I've been bowling since I was a kid. Saturdays I would work until noon, then clean up and go bowling. I really liked it, but never bowled a league.
Then, in 1982, my wife and I were looking for something to do and went bowling. We had fun and were asked to join a league, so we did. That first year, I used an old "Fred Flintstone" type houseball and averaged a whopping 102, but loved it and wanted to get better. When our income tax return came back, I asked for a new ball and got one, my first one, a Columbia Yellow Dot.
I spent lots of time and money learning to bowl. There's no telling how many games I bowled or how many hours I spent, practicing my release, practicing my targeting, taping and watching the best in the world, the players of the P.B.A., in hopes that someday I might be good enough to bowl with them on their own level. Just as I got there, the game evolved and the equipment revolution began.
I continued to chase my dreams and the evolving game play.
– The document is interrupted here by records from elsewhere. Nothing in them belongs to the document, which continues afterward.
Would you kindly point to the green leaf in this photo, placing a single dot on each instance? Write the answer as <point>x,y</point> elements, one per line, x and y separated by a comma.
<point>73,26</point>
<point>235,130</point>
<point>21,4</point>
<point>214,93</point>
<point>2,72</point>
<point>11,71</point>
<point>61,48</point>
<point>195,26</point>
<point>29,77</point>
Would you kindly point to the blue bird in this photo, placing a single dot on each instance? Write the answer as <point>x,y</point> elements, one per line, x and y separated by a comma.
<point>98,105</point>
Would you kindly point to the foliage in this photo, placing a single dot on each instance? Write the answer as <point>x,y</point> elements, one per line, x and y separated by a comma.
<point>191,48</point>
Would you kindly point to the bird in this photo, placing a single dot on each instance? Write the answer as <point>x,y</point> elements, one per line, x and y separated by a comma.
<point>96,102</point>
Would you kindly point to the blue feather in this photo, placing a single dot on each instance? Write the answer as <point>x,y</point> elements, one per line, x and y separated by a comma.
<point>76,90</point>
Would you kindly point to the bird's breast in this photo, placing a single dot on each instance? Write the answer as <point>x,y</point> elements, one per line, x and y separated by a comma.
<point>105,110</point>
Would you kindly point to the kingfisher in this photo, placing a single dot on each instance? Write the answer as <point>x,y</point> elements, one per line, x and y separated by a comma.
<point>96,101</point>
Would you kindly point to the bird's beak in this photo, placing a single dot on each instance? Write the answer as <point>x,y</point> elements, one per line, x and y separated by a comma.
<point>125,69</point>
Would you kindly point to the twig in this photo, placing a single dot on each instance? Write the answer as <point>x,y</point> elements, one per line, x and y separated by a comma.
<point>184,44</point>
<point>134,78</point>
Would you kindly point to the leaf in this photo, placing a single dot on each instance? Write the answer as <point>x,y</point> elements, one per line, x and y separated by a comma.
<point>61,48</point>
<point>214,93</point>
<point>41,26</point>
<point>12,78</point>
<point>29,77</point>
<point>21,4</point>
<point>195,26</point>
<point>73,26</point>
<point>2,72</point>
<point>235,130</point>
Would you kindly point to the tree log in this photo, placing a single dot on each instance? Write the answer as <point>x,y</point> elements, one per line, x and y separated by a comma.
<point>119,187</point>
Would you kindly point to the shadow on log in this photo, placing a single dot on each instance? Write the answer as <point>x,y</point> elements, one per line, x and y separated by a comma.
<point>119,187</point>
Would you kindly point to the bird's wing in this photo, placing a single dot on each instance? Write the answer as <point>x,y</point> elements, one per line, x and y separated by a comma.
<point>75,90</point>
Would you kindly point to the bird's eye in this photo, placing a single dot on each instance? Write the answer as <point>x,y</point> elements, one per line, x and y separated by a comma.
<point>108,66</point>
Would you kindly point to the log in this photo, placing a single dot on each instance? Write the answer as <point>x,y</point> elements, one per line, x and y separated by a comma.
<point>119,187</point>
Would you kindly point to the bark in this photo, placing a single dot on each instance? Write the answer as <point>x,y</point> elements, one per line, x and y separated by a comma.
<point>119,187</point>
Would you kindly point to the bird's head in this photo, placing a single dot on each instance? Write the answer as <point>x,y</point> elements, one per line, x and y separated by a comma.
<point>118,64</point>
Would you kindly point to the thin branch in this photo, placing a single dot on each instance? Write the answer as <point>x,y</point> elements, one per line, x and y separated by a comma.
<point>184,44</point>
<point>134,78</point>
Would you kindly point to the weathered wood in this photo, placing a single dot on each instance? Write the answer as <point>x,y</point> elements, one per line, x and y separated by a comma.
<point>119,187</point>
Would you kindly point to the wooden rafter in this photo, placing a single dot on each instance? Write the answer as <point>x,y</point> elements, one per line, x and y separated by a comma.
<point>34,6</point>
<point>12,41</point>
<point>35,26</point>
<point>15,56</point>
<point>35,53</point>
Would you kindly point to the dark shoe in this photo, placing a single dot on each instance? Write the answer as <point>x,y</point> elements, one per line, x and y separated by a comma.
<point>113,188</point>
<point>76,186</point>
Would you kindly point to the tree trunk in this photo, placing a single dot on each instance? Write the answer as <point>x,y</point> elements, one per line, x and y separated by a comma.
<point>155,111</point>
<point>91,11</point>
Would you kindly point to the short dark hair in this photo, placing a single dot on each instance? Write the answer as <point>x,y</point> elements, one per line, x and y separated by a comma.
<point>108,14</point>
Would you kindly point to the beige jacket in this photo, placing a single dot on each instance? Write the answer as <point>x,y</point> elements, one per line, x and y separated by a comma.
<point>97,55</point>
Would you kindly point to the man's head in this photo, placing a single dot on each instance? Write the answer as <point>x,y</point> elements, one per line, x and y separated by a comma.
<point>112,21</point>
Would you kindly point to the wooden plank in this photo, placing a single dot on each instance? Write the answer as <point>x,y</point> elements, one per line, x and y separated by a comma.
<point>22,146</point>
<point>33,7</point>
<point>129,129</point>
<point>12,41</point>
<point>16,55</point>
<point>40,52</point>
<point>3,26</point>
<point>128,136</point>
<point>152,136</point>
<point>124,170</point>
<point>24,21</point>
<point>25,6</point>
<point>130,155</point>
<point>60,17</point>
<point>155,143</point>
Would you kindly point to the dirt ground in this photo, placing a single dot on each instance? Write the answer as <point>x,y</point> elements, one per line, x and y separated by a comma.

Rubber to plastic, plastic to urethane, and finally urethane to reactive resin. Three piece technology evolved into two piece, then into symmetric and asymmetric weightblocks. Bowling had changed forever.
26 years I spent trying to be the best, and once, I was very good. I feared nobody and would bowl anyone, anytime. I had a sponsor lined up once, but he lost some money on his other bowlers and decided to get out of it just as he picked me up. And I never quite was able to fully change my style enough to fully incorporate reactive resin. I still have my good times, but they are further and further apart and I struggle more and more while I have to watch the "young guns" with lots of ball speed fire missiles at the pocket that annihilate the pins. many night, I don't stand a chance. The powerful release I developed that once made others dread me has now become a millstone around my neck and is all but useless because modern balls don't need nearly that much release strength.
I still average over 210-215, but am just as likely to shoot 500 as 700, and I never know what ball to take or what line to play. Last week, I shot 680 with a urethane hammer, this week it wouldn't hook 1/2 as much or finish hardly at all, while my reactives would hook past the headpin from outside and not even turn over from inside.
After much frustration, I have now listed nearly all my stuff for sale. I picked up a used 14lb Hammer RAZYR from a friend and am going to use it I suppose. It is reactive, but the old style pancake will help me control the reaction, and the weight will help me generate enough speed, hopefully.
Not that anyone would care, but I'm about ready to quit. I've loved the game, supported it as much as possible, recruited as many converts to the sport as I could, and always tried to help and encourage others, but I'm afraid the game has passed me by.